We thank you for joining us and look forward to an informative and interesting discussion. Let’s start answering your questions . . .
Question from Melissa McCabe, Education Week:
Let’s start with a description of the ERS Salary survey. Can you tell us about the survey and the methodology you used to gather the salary and wage data?
Each fall, approximately 2,000 school districts with enrollments of 300 or more pupils are selected for participation in our salary survey. There is a two-stage selection process. First, school districts are selected on the basis of their enrollment size. Then, a secondary selection is made in order to ensure sufficient representation of districts by geographic region.
With regard to their selection by enrollment size, all of the approximately 816 school systems enrolling 10,000 or more students are automatically selected for the sample to ensure adequate representation of these few, but nontheless important group of school systems.
Next, for school systems with 2,500 to 9,999 pupils and those with 300 to 3,499 pupils, a panel sample is constructed by randomly selecting school systems from these enrollment strata using a 1-in-5 and 1-in-15 selection ratio, respectively. Next, additional districts may be selected to ensure that a sufficient representation of districts by region has been achieved.
The comprehensive survey requests that districts report salary information for 33 professional and 10 support positions. Also, to ensure that our data is comparable from district to district, we include a clear set of instructions for districts in reporting their data. For instance, we ask districts to report only base salaries (they do not benefits paid or extra pay incurred for extra duties).
Thse carefully designed processes performed to ensure the reliability and comparability of our data.
Question from Melissa McCabe, Education Week:
And Mr. Hunter, you are cited in the Education Week article about the salary survey as noting that superintendents don’t make as much as they might in the private sector. What types of private sector jobs are comparable to the superintendent position? And can we make similar comparisons for teachers?
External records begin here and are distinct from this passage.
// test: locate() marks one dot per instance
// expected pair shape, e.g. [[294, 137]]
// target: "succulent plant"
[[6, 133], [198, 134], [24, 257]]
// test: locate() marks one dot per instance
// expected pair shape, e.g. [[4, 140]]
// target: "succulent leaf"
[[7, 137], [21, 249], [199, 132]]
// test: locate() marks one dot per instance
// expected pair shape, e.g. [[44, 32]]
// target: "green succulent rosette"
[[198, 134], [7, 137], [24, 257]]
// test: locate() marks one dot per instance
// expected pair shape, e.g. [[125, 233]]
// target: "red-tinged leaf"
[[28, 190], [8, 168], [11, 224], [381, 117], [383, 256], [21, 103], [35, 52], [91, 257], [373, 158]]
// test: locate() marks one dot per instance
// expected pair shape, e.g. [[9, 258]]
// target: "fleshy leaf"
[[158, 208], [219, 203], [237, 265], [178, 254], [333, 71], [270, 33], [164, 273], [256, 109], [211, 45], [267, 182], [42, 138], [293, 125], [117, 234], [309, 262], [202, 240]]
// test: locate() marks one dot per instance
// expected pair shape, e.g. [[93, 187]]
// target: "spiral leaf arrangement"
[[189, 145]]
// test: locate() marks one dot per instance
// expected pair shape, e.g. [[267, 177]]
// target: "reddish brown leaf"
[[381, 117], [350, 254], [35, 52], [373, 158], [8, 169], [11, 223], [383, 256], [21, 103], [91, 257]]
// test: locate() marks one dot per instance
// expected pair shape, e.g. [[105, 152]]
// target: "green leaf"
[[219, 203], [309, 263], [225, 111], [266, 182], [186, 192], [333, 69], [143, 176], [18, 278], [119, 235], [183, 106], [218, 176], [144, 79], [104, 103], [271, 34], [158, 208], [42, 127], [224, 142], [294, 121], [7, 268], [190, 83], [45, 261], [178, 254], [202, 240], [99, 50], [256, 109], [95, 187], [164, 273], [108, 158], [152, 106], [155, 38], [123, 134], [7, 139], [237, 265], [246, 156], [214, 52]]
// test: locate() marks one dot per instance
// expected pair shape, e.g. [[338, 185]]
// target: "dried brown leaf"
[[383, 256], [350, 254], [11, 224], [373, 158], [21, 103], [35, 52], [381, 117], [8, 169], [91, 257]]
Superintendents are CEO’s of their operations. Public schools do not have to make a profit so there are differences. Superintendents can also be compared to CEO’s of private non profit organizations. We did some comparisons in school districts around the country. without revealing the cities involved we found a city where the superintendent made $168,000 for overseeing a district with a budget of $370 million and a CEO of a prominate local business with a budget of $87.8 million made $243,000. this type of difference was common.
Question from Gene Godwin, Principal, Hoover High School:
Did you find any regional variation between school districts from different areas of the country? Were the trends the same across professions in education?
Yes, there were regional differences found in salaries. The general trend showed that salaries were typically highest in the Mideast and Far West regions of the country. This was true for most of the positions. There was a good deal of variation, however, in terms of the lowest and middle-level salaries.
Question from Earl Smith, President, Center for Education Assessment:
Do you agree that educator’s poor job of supplying evidence of performance contributes to the perception of limited value and low salaries?
The short answer is no. I don’t agree with your premise. Schools provide information on test scores, college attendance, drop out rates(although these data have become notorious). Every fmily with children in school get grades, reports from teachers, and they know whether or not their children gon on to higher education, get into the military or find jobs they prepared for in high school. Salaries are held down by the fact that the tax payers give us the fewest dollars they can to get an education system they feel is adequate. Public schools are more like discount retailers than high end retailers. The public is only willing to pay its employees a limited amount. the major variable is discretionary income. Where personal income is high and there is a lot of discretionary income salaries are higher.
Question from Cary L. Tyler, teacher, Basha High School, Chandler Unified (Arizona):
What can teachers (and taxpayers) do about the increasing inequity between superintendents and teachers?
Surprisingly the difference between superintendents’ salaries and teachers’ salaries have been pretty stable for decades. the historic difference is about 2.5 times the average teacher salary. In the 1980’s that compresed to about 2 times and now it is moving back toward 2.5 times. Teachers salaries and administrator salaries both vary widely based on location.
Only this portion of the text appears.